In normal situations, real face-to-face interpersonal interaction has the double advantage of driving extroverts’ engagement and more richly experiencing how other people change in terms of what engages them, and by how much. Currently, digital interaction has suddenly become vital for both life-saving social distancing and job-saving digital working from home. We really need to overcome barriers to digital engagement, such as the mistaken belief that there is one universal way of engaging others digitally.

More than ever, digital engagement will require managers and co-workers to learn our own various engagement drivers & killers and those of others. The golden rule of engagement is not to engage others as you want to be engaged yourself. It is to engage others by finding out and adapting to what engages and disengages each of them the most. (Larsson & Kling, 2017)

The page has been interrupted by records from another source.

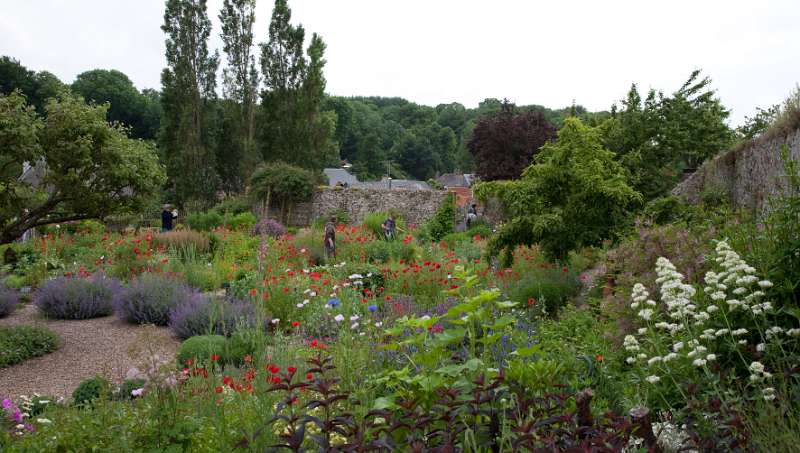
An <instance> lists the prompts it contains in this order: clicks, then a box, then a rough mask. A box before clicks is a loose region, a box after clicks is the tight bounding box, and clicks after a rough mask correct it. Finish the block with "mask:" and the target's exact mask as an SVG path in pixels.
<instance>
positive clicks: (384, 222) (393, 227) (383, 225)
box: [381, 216, 397, 241]
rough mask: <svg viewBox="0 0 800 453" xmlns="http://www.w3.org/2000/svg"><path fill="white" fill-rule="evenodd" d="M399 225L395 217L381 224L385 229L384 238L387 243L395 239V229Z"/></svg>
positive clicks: (381, 227)
mask: <svg viewBox="0 0 800 453" xmlns="http://www.w3.org/2000/svg"><path fill="white" fill-rule="evenodd" d="M396 226H397V224H396V223H395V221H394V216H389V218H388V219H386V220H384V221H383V223H382V224H381V228H382V229H383V237H384V239H386V240H387V241H391V240H393V239H394V235H395V231H394V230H395V228H396Z"/></svg>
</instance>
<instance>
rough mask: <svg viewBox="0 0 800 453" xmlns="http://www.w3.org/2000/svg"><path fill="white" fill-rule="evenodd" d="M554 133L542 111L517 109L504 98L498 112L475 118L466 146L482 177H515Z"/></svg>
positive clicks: (494, 177)
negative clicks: (483, 117)
mask: <svg viewBox="0 0 800 453" xmlns="http://www.w3.org/2000/svg"><path fill="white" fill-rule="evenodd" d="M555 134H556V129H555V127H553V125H552V124H550V123H549V122H548V121H547V120H546V119H545V117H544V114H542V112H539V111H527V112H522V113H517V112H516V109H515V107H514V105H513V104H510V103H508V102H504V103H503V104H502V106H501V108H500V111H499V112H497V113H495V114H493V115H490V116H487V117H484V118H482V119H481V120H480V121H478V123H477V124H476V125H475V128H474V130H473V131H472V137H471V138H470V141H469V144H468V145H467V147H468V148H469V151H470V153H471V154H472V156H473V158H474V160H475V171H476V173H477V174H478V176H480V177H481V179H482V180H484V181H494V180H498V179H515V178H518V177H519V176H520V174H521V173H522V171H523V170H524V169H525V167H527V166H528V165H530V163H531V160H532V159H533V156H534V155H535V154H536V153H537V152H538V151H539V148H541V147H542V145H544V144H545V143H547V142H548V141H550V140H552V139H553V138H555Z"/></svg>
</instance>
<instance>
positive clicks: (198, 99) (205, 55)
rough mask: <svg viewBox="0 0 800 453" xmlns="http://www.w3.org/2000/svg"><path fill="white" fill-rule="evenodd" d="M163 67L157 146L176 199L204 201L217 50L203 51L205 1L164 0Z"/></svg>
mask: <svg viewBox="0 0 800 453" xmlns="http://www.w3.org/2000/svg"><path fill="white" fill-rule="evenodd" d="M161 29H162V30H164V32H165V33H166V34H167V40H166V57H167V67H166V68H164V71H162V73H161V83H162V87H163V90H162V91H163V93H162V105H163V107H164V127H163V129H162V136H161V142H162V150H163V152H164V154H165V157H166V162H167V172H168V175H169V180H170V181H169V186H170V187H169V188H170V189H171V191H172V192H173V196H174V197H176V201H179V202H186V201H199V202H207V201H209V200H211V199H212V198H213V195H214V193H215V190H216V187H217V180H218V176H217V171H216V166H215V158H214V145H215V144H214V140H213V133H212V130H214V129H215V128H214V124H212V123H213V122H215V118H214V116H215V113H214V110H213V107H214V106H213V102H214V100H215V99H216V93H215V88H216V71H217V67H218V65H219V54H218V53H217V52H215V53H214V54H213V55H212V54H211V53H210V52H209V50H208V38H209V36H210V34H211V21H210V20H209V18H208V13H207V8H206V0H167V2H166V10H165V12H164V25H163V26H162V27H161Z"/></svg>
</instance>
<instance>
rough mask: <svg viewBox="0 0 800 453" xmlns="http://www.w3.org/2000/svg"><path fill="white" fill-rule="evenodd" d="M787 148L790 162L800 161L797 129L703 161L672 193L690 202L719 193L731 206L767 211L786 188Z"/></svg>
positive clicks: (741, 207) (761, 211)
mask: <svg viewBox="0 0 800 453" xmlns="http://www.w3.org/2000/svg"><path fill="white" fill-rule="evenodd" d="M783 145H787V146H788V147H789V154H790V156H791V158H792V159H794V160H800V130H797V131H795V132H793V133H791V134H789V135H788V136H785V137H778V138H774V139H771V140H761V141H758V140H757V141H755V142H753V143H751V144H749V145H747V146H744V147H741V148H738V149H734V150H732V151H729V152H727V153H725V154H722V155H721V156H718V157H717V158H715V159H713V160H711V161H709V162H706V163H705V164H704V165H703V166H702V167H701V168H700V169H698V170H697V171H696V172H695V173H694V174H692V175H691V176H689V177H688V178H686V180H685V181H683V182H682V183H680V184H679V185H678V186H677V187H675V189H673V191H672V193H673V194H674V195H678V196H682V197H684V198H686V199H687V200H688V201H690V202H693V203H695V202H697V201H699V200H700V197H701V195H702V194H703V192H705V191H707V190H715V191H722V192H724V193H725V194H727V195H728V197H729V199H730V200H731V202H732V203H733V204H734V206H737V207H741V208H747V209H754V210H755V211H756V212H764V211H766V210H767V209H768V208H769V206H768V200H769V199H770V197H772V196H775V195H778V194H780V193H781V192H782V191H783V190H784V189H785V187H786V181H785V178H783V175H784V174H785V172H784V167H783V161H782V160H781V147H782V146H783Z"/></svg>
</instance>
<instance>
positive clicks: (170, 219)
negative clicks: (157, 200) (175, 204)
mask: <svg viewBox="0 0 800 453" xmlns="http://www.w3.org/2000/svg"><path fill="white" fill-rule="evenodd" d="M169 208H170V206H169V205H168V204H165V205H164V209H163V210H162V211H161V232H162V233H165V232H167V231H172V219H174V218H175V217H177V215H176V214H175V213H174V212H173V211H170V209H169Z"/></svg>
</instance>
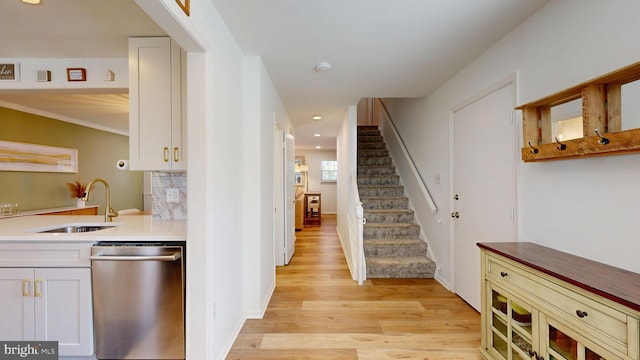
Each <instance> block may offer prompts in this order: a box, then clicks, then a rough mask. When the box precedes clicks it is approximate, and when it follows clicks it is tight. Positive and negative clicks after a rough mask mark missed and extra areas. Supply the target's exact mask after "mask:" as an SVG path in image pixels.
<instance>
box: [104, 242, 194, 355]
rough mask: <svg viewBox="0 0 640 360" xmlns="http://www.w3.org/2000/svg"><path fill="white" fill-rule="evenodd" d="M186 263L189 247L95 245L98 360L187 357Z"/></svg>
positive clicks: (155, 244)
mask: <svg viewBox="0 0 640 360" xmlns="http://www.w3.org/2000/svg"><path fill="white" fill-rule="evenodd" d="M184 259H185V258H184V243H123V242H117V243H116V242H108V243H107V242H102V243H98V244H96V245H94V246H93V248H92V250H91V279H92V287H93V290H92V293H93V321H94V332H95V345H96V357H97V358H98V359H184V358H185V326H184V312H185V307H184V297H185V291H184V290H185V273H184V269H185V261H184Z"/></svg>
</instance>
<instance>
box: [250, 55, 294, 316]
mask: <svg viewBox="0 0 640 360" xmlns="http://www.w3.org/2000/svg"><path fill="white" fill-rule="evenodd" d="M244 81H245V90H244V91H245V105H244V111H245V125H244V130H243V132H242V134H241V138H242V144H243V145H242V147H243V149H244V151H245V152H244V159H243V166H244V174H245V175H244V177H243V180H244V181H245V185H244V191H243V202H244V206H243V207H244V216H243V218H244V221H245V222H246V223H247V225H248V226H245V233H244V243H245V247H244V248H245V249H251V251H245V252H244V256H245V263H246V264H247V273H246V274H245V295H246V301H247V304H246V306H247V309H246V311H247V317H248V318H261V317H262V315H263V314H264V311H265V310H266V308H267V305H268V303H269V299H270V298H271V294H272V293H273V290H274V289H275V286H276V277H275V275H276V274H275V253H274V251H275V247H274V241H275V239H274V237H273V234H274V232H273V225H274V224H273V209H274V204H273V187H274V185H273V177H274V174H273V169H274V164H273V122H274V119H275V120H277V121H278V123H279V124H280V126H281V127H282V128H283V129H284V131H285V133H286V132H289V131H291V124H290V122H289V117H288V115H287V113H286V111H285V110H284V106H282V102H281V101H280V97H279V95H278V93H277V91H276V89H275V87H274V85H273V82H272V80H271V77H270V76H269V74H268V72H267V70H266V68H265V67H264V64H263V63H262V61H261V59H260V57H257V56H249V57H246V59H245V79H244ZM249 224H250V225H249Z"/></svg>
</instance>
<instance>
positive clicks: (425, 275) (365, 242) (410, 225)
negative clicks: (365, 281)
mask: <svg viewBox="0 0 640 360" xmlns="http://www.w3.org/2000/svg"><path fill="white" fill-rule="evenodd" d="M357 147H358V154H357V161H358V167H357V174H358V179H357V183H358V193H359V194H360V201H362V206H363V208H364V216H365V218H366V219H367V223H366V224H365V225H364V227H363V237H364V239H363V240H364V252H365V260H366V264H367V278H433V276H434V273H435V268H436V265H435V263H434V262H433V261H432V260H430V259H429V258H427V243H426V242H424V241H422V240H420V238H419V235H420V226H419V225H418V224H416V223H415V222H414V213H413V211H412V210H410V209H408V208H407V207H408V205H409V199H408V198H407V197H405V196H404V187H403V186H401V185H400V177H399V176H398V175H396V168H395V167H394V166H393V160H392V159H391V157H390V156H389V151H388V149H387V146H386V144H385V143H384V139H383V137H382V136H381V135H380V132H379V130H378V127H377V126H358V145H357Z"/></svg>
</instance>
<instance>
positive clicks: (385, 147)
mask: <svg viewBox="0 0 640 360" xmlns="http://www.w3.org/2000/svg"><path fill="white" fill-rule="evenodd" d="M386 148H387V144H385V143H384V142H377V143H376V142H367V143H363V142H359V143H358V150H365V149H386Z"/></svg>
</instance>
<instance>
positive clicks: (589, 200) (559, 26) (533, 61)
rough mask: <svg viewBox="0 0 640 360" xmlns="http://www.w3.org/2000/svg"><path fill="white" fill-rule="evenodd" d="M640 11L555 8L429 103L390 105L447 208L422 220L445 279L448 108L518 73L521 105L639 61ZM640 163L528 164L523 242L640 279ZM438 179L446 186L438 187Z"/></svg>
mask: <svg viewBox="0 0 640 360" xmlns="http://www.w3.org/2000/svg"><path fill="white" fill-rule="evenodd" d="M639 12H640V2H636V1H630V0H616V1H611V2H607V3H606V4H605V3H603V2H601V1H598V0H563V1H551V2H549V3H548V4H547V5H546V6H545V7H543V8H542V9H541V10H539V11H538V12H537V13H536V14H534V15H533V16H531V17H530V18H529V19H527V21H525V22H524V23H523V24H522V25H521V26H519V27H518V28H516V29H515V30H514V31H513V32H512V33H511V34H509V35H508V36H506V37H505V38H504V39H502V40H501V41H499V42H498V43H496V44H495V45H494V46H493V47H492V48H491V49H489V50H488V51H487V52H485V53H484V54H483V55H482V56H480V57H479V58H478V59H476V60H475V61H474V62H473V63H471V64H470V65H468V66H467V67H466V68H465V69H464V70H462V71H461V72H460V73H458V74H457V75H456V76H455V77H453V78H452V79H450V80H449V81H448V82H447V83H446V84H444V85H443V86H442V87H440V88H439V89H438V90H437V91H435V92H434V93H433V94H432V95H431V96H429V97H428V98H426V99H404V100H393V101H390V100H385V103H386V104H387V106H388V108H389V110H390V112H391V114H392V116H393V119H394V121H395V122H396V124H397V125H398V128H399V131H400V133H401V134H402V136H403V138H404V140H405V142H406V144H407V146H408V148H409V151H410V152H411V154H412V156H413V157H414V160H415V161H416V164H417V166H418V168H419V169H420V171H421V173H422V175H423V177H424V178H425V180H426V181H427V182H428V183H429V184H428V186H429V189H433V192H434V193H433V195H434V197H435V201H436V203H437V204H438V205H439V206H440V207H441V208H440V211H439V213H438V214H434V215H432V216H430V217H429V218H427V219H423V220H424V221H423V225H425V232H426V234H427V237H428V239H429V241H430V243H431V244H432V246H434V247H435V248H437V249H434V250H435V251H437V253H438V256H437V257H438V259H439V260H440V264H439V265H441V266H442V270H441V276H443V277H445V278H449V277H450V274H451V269H450V264H449V262H448V261H447V260H446V259H448V256H449V246H450V238H449V226H450V224H449V223H450V221H449V217H448V216H447V214H448V213H449V212H450V209H449V208H448V206H449V196H450V188H449V180H450V179H449V175H448V174H449V111H450V110H451V109H453V108H455V107H456V106H457V105H459V104H461V103H464V102H465V101H466V100H468V99H470V98H472V97H474V96H475V95H477V94H479V93H481V92H482V91H483V90H484V89H486V88H489V87H491V86H492V85H493V84H495V83H498V82H499V81H501V80H502V79H504V78H506V77H508V76H510V75H511V74H514V73H516V74H517V102H518V104H522V103H526V102H528V101H532V100H535V99H538V98H541V97H544V96H546V95H549V94H551V93H554V92H558V91H561V90H563V89H565V88H568V87H570V86H572V85H575V84H578V83H581V82H583V81H586V80H589V79H591V78H594V77H596V76H599V75H602V74H604V73H607V72H610V71H612V70H615V69H617V68H620V67H623V66H626V65H629V64H631V63H634V62H636V61H638V60H639V59H640V48H639V47H637V46H633V45H632V44H634V43H635V42H636V37H637V34H638V33H639V32H640V23H638V22H637V14H638V13H639ZM593 24H601V25H602V26H593ZM519 126H520V125H519ZM520 130H521V129H520ZM478 136H486V137H487V138H488V139H490V137H491V134H478ZM521 142H522V140H521V139H520V143H521ZM638 161H640V155H635V154H633V155H624V156H610V157H601V158H590V159H580V160H564V161H550V162H541V163H532V164H524V163H523V162H519V168H518V178H519V185H518V186H519V198H518V202H519V204H518V208H519V217H518V219H519V241H532V242H536V243H540V244H543V245H546V246H550V247H553V248H556V249H559V250H562V251H567V252H570V253H573V254H576V255H579V256H584V257H587V258H590V259H594V260H596V261H600V262H604V263H607V264H611V265H614V266H618V267H621V268H625V269H628V270H631V271H635V272H640V262H638V261H637V254H638V253H639V252H640V242H638V241H637V239H636V238H637V234H638V233H640V222H639V221H638V220H637V217H638V216H639V214H640V186H638V183H639V180H640V167H638V166H637V164H638ZM487 166H491V164H490V163H488V164H487ZM435 174H441V176H442V185H436V184H435V181H434V178H435ZM438 219H440V220H442V221H443V223H442V224H438V223H437V220H438ZM478 241H491V239H478ZM441 255H446V256H441Z"/></svg>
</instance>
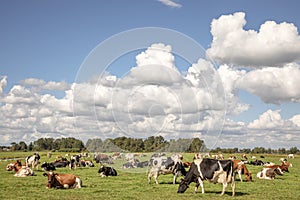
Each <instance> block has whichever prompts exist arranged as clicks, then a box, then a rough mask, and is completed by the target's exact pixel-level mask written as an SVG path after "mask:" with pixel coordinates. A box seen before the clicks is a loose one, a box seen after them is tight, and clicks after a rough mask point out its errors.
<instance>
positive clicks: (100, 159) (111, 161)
mask: <svg viewBox="0 0 300 200" xmlns="http://www.w3.org/2000/svg"><path fill="white" fill-rule="evenodd" d="M94 160H95V161H96V163H107V164H114V163H113V162H112V160H111V157H110V156H109V155H106V154H95V155H94Z"/></svg>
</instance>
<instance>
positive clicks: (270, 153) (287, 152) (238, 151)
mask: <svg viewBox="0 0 300 200" xmlns="http://www.w3.org/2000/svg"><path fill="white" fill-rule="evenodd" d="M210 152H211V153H221V152H222V153H227V154H234V153H246V154H249V153H252V154H290V153H292V154H296V153H300V150H299V149H298V148H297V147H291V148H289V149H286V148H278V149H271V148H264V147H254V148H253V149H250V148H243V149H238V148H220V147H217V148H215V149H212V150H211V151H210Z"/></svg>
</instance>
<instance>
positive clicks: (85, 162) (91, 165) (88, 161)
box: [81, 160, 95, 167]
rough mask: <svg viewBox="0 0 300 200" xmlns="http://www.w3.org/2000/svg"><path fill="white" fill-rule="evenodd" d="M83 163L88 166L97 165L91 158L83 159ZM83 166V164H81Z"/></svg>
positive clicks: (86, 166)
mask: <svg viewBox="0 0 300 200" xmlns="http://www.w3.org/2000/svg"><path fill="white" fill-rule="evenodd" d="M81 163H84V166H86V167H95V165H94V163H93V162H92V161H90V160H82V161H81ZM81 165H82V166H83V164H81Z"/></svg>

The Career Model is a great tool and language to simplify learning both our own and others’ engagement drivers & killers. It also helps us to respect, trust, and adapt to these various drivers & killers so we can help one another to become more engaged as we digitally interact.

Equally great news, the same golden rule of engagement also applies to how we can engage one another more in real physical interpersonal interactions once we are no longer forced to socially distance us. The best investments we can make now are those that can help us both during these present corona times and in future, post-corona times.

 

Rikard Larsson, Katarina Kling, Raj Bowen, and Chris Hardy

Decision Dynamics & EMA Partners

 

References

Kane, G C, Palmer, D, Phillips, A N, Kiron, D & Buckley, N (2015) Strategy, not Technology, Drives Digital Transformation. MIT Sloan Management Review.

Larsson, R & Kling, K (2017) The Engagement Guide: Engaging Leadership and Career Development. Lund, Sweden: Decision Dynamics.